The fact that you have counter examples does not eliminate the problem, it simply shows that in some cases the problem is not manifested. But in any of those situations you speak of the problem is waiting to happen, and you have no solution for it once it does, other than to condemn on group or another. And that solution is not acceptable, since there is no way for you to prove who the real elders are.

Further, the fact that two sets of leaders disagree is not necessarily a point of weakness or immaturity, at least not one for which we can decide for everyone which is wrong. The disagreement may be on a substantial and important points, at least in their minds. For example, one group believes Lee's ministry represents the essence of the Bible, the interpreted word, and so must be adhered to. Another group does not believe this. Each is not necessarily acting badly, they are acting as their conscience dictates, at least it is easy to imagine a situation where that is the case. Each are being, ostensibly, as pure as they can be, they simply disagree on a point that they cannot get around or find common ground on.
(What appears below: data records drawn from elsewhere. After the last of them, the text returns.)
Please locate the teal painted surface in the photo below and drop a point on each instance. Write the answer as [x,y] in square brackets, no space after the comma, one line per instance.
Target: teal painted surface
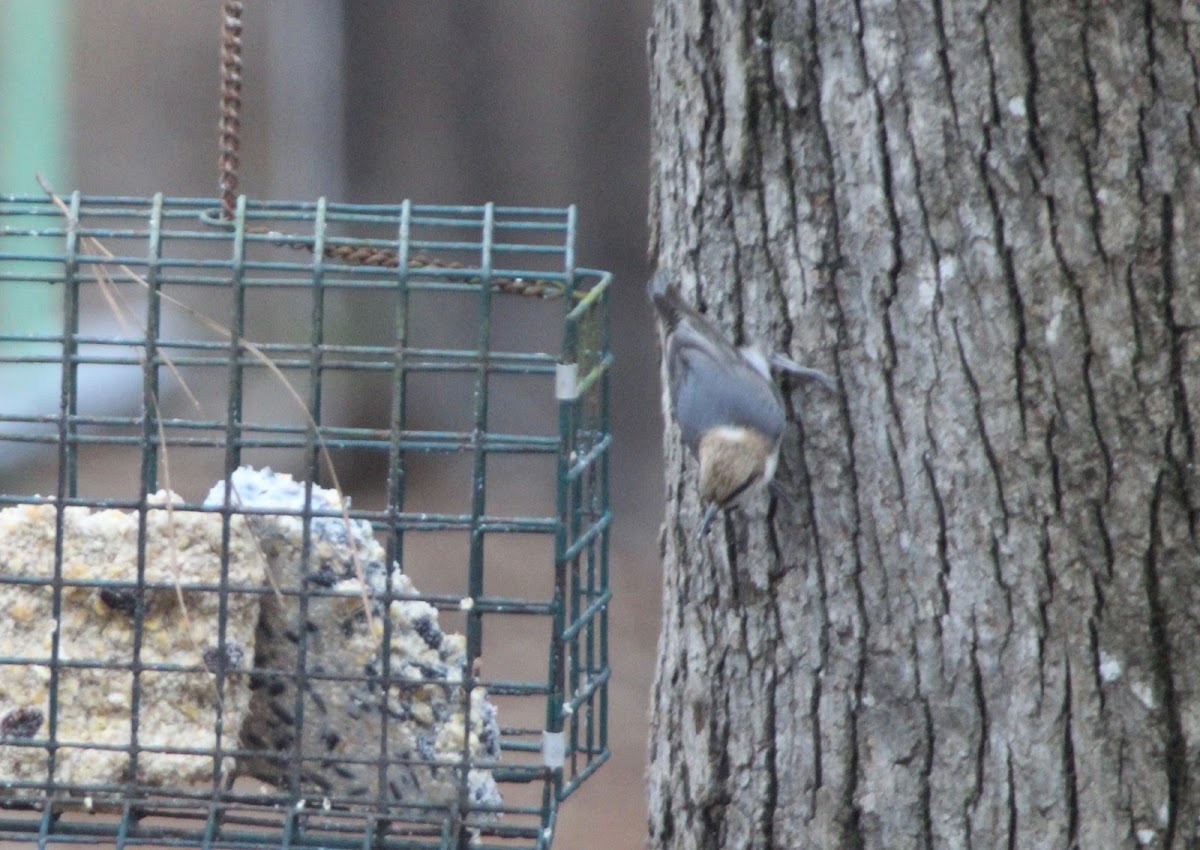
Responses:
[33,137]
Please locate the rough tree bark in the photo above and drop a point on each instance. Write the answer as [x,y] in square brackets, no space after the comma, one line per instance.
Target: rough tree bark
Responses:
[975,627]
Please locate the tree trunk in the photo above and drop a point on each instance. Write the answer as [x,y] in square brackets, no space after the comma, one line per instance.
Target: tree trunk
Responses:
[973,627]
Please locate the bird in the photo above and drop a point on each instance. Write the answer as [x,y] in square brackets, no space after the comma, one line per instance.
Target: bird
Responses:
[726,402]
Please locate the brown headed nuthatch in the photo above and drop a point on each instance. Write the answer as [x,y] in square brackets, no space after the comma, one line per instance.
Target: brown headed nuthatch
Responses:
[730,412]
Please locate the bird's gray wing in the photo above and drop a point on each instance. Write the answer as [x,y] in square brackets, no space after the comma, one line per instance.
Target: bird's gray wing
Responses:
[712,385]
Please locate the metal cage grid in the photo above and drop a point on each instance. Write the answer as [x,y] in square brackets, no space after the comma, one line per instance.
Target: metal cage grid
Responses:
[201,288]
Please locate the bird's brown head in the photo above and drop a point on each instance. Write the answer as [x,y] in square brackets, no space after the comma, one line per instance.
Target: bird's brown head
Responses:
[731,461]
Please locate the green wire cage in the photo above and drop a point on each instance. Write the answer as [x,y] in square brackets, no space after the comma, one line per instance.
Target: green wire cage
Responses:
[304,525]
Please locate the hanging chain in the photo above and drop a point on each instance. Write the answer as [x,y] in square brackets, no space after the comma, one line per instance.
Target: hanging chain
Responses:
[231,105]
[229,162]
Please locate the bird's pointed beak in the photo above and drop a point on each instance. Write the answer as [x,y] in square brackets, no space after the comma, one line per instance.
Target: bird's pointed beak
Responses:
[709,515]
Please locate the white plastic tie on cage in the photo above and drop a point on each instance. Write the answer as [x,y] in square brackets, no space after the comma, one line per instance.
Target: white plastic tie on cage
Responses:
[553,749]
[567,381]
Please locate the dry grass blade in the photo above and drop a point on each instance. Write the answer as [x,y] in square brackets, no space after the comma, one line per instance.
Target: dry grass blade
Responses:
[258,354]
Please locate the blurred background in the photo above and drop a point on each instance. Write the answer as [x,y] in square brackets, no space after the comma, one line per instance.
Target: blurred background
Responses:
[375,101]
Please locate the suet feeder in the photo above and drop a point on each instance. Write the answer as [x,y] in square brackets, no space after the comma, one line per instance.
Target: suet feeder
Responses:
[204,641]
So how does one decide which one is right? The old-fashioned way, you pray and make up your mind. Someone else's claims to being right are more or less meaningless. You have to decide for yourself. So if there are two groups claiming to be the leaders of the one church, I might pray and go along with one group; and you might pray and go along with the other. But because I am convinced in my mind that I'm right, does that mean I can say you are then not following the true elders? I don't see how anyone can make that case. And so if neither of us can decide for the other, the idea of a genuine single eldership is theoretical, it is not practical. Yes, we might all go along and make it happen, but what if my conscience won't let me go along? You have no solution for that either.

As I've said before, you have not given me a practical way of how do determining for everyone in a city in a way that can be enforced who the elders of that city are. Therefore, despite the fact that you can point to instances where everyone in a city are under the same elders (and I don't think you can; all you can show is a group of recovery members who are all under one set), your model is still theoretical.

Don't get me wrong. I didn't say I thought it was necessarily a bad thing for all the Christians in a locality to be under one eldership. The problem comes in when for example a subgroup decides the elders have gone off the deep end and leave (and they are within their right in doing so) and those elders proceed to condemn them, as if they have franchise rights over the city or something.

This is the LC mentality and I would say it is a problem which lurks latently in every single LC church. It's built into the model whether you admit it or not. It cannot not be. Why because once a group is convinced their elders are necessarily the unique leaders of the city-church, then they must believe that those who don't follow them are wrong in some way, otherwise they don't really believe it, in which case the point is moot.